Once a darling of emerging market investors, the slump in oil prices mean Nigeria's economy is seen continuing to slow after this weekend's elections.
The result is still unknown, following what pundits say may be the most closely-fought election since Nigeria returned to democratic rule in 1999. However, opposition candidate Muhammadu Buhari is known to have triumphed in the northern states of Kaduna and Kano, according to Reuters.
With three quarters of states counted in Nigeria's election, opposition challenger Muhammadu Buhari had 11.5 million votes against President Goodluck Jonathan's 9.5 million, official results collated by Reuters showed.
"It is very true that for Nigeria you are facing a pretty severe slowdown because of what has happened with the oil shock," Oyin Anubi, sub-Saharan Africa economist at Bank of America Merrill Lynch, told CNBC on Monday.
"They are a very oil-dependent economy and consumption is very import-dependent."

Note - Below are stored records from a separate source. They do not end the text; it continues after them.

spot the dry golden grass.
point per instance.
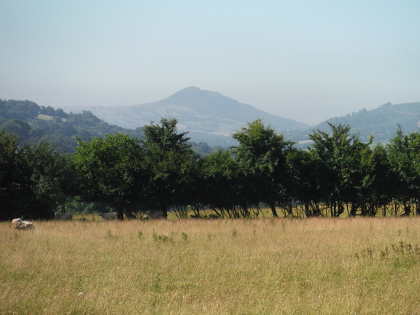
(262, 266)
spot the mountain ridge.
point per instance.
(208, 116)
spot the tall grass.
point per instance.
(262, 266)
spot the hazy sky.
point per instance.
(307, 60)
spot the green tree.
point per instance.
(112, 171)
(170, 160)
(404, 155)
(262, 153)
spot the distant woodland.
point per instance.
(64, 163)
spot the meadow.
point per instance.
(193, 266)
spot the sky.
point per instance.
(306, 60)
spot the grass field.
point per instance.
(261, 266)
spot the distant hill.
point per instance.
(208, 116)
(33, 124)
(381, 122)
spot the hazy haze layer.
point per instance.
(306, 60)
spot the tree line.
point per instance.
(337, 175)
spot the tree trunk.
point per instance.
(273, 210)
(164, 212)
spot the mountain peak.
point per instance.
(198, 96)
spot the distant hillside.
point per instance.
(208, 116)
(33, 123)
(381, 122)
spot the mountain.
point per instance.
(33, 123)
(381, 122)
(208, 116)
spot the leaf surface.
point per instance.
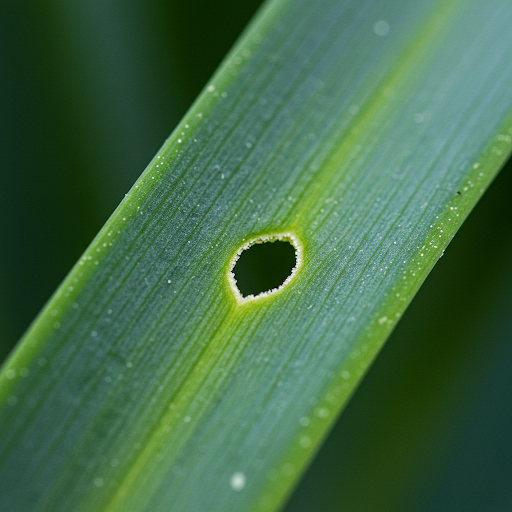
(366, 133)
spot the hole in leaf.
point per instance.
(264, 265)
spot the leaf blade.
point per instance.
(159, 295)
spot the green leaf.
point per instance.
(363, 133)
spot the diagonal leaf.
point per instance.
(362, 132)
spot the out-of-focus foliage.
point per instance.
(89, 92)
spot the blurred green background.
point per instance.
(89, 92)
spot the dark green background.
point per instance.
(89, 92)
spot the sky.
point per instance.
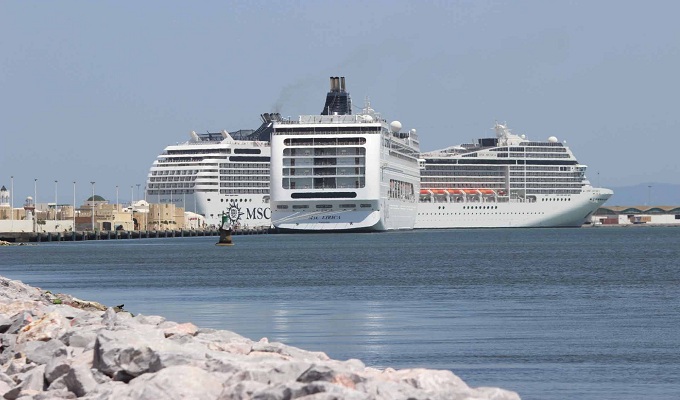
(92, 91)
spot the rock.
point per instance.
(176, 382)
(49, 326)
(45, 351)
(181, 329)
(80, 380)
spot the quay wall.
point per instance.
(27, 237)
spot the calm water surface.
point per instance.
(550, 313)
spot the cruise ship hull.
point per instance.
(393, 215)
(546, 211)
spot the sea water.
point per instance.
(591, 313)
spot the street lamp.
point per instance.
(35, 205)
(74, 211)
(132, 206)
(92, 206)
(11, 192)
(55, 200)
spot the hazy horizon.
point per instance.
(93, 91)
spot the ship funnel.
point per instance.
(338, 101)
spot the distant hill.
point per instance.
(660, 194)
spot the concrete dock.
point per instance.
(28, 237)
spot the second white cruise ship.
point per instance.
(506, 181)
(343, 172)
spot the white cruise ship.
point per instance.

The oil and gas sector accounts for about 35 percent of Nigeria's gross domestic product and petroleum exports represent over 90 percent of total exports revenue, according to the Organization of the Petroleum Exporting Countries (OPEC).
The World Bank sees Nigeria's economic growth slowing to 5.5 percent in 2015 from 6.3 percent in 2014.
Doubts over the economic policies of current president, Goodluck Jonathan, mean his re-election is uncertain, despite the benefits of incumbency, said Alan Cameron, economist at Exotix Partners, a frontier market boutique investment bank.
"It is widely acknowledged that he hasn't run the economy very well. It has dented his popularity," Cameron told CNBC on Monday, adding that if oil prices was still around $110 per barrel he would probably get re-elected. Brent Crude is currently trading around $55 per barrel, however.
"I think there has been an acknowledgement that he hasn't performed very well and that has been highlighted by the fact that oil prices are down, the stock market's down, the currency's been devalued," he added.
"The country is clearly facing quite a difficult adjustment in the coming few months and it has made it very difficult for him to get re-elected, in what would otherwise have been almost a shoo in."
The decline in oil prices—as well as concerns about the security situation in the north-east of the country—has led some major corporate players to pull back from the country.
France's Total announced on Monday that it had completed the sale of its stake in an onshore Nigerian oilfield, taking its recent divestments in Nigeria to over $1 billion.
Outbreaks of violence during voting, as well as technical glitches which caused the election to be extended over two days, has further worried investors in the short-term.
"I think at the moment, political risk is still very high and I wouldn't be surprised if we saw a slowdown in FDI (foreign direct investment), until we know really what the economic and political outlook is," Bank of America Merrill Lynch's Anubi told CNBC.
However, she added: "The oil price is really the most important thing for Nigeria, despite all the political noise."